Anche i giocatori eliminati hanno rilasciato dichiarazioni significative nel corso delle interviste post-match. Rafael Jodar, pur accettando il risultato, ha dimostrato consapevolezza di quanto il percorso intrapreso sia parte di una crescita costante. "Le sconfitte aiutano a crescere", ha affermato Jodar, esprimendo una prospettiva costruttiva su un'eliminazione che, sebbene deludente nel momento, rappresenta comunque un'esperienza di valore per un giovane giocatore in ascesa.

Learner Tien, dal canto suo, ha mantenuto uno spirito leggero nonostante la sconfitta netta. "Avrei finito anche servendo dal basso", ha commentato con autoironia il giocatore, riferendosi probabilmente alla disparità di livello mostrata durante il match. Un atteggiamento che dimostra come, anche nelle difficoltà, sia possibile mantenere prospettiva e senso dell'umorismo, qualità importanti per resilienza mentale nel tennis professionistico.

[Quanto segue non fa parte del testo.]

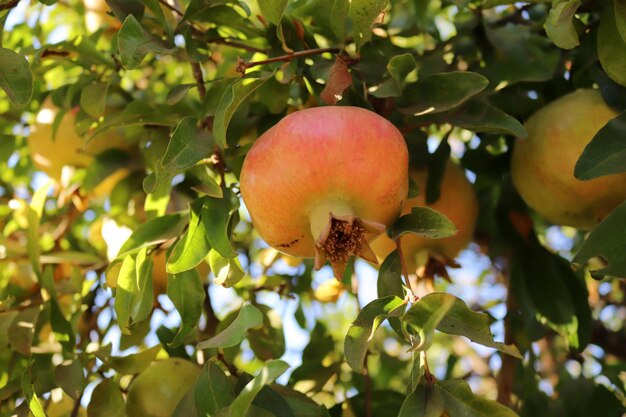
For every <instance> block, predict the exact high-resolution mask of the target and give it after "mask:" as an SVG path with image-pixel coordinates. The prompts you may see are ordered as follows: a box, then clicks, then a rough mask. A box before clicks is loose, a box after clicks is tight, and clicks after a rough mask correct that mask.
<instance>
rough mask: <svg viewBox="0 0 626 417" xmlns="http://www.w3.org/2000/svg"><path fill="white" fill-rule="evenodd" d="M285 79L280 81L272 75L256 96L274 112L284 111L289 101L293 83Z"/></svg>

Lo sguardo verso la finale

La finale che attende i due semifinalisti rappresenta un momento storico per il tennis americano maschile. Con ben due giocatori statunitensi sulla strada del titolo, il circuito americano dimostra di avere una profondità di talento significativa. Shelton avrà l'opportunità di confermarsi ai vertici dopo il successo dello scorso anno, mentre Nakashima cercherà di cogliere una storica prima affermazione Masters al suo debutto in una finale di questa categoria. Lo spettacolo tra questi due giovani talenti promette di essere avvincente, con tutto il fascino derivante da un confronto generazionale tra il consolidato Shelton e l'emergente Nakashima.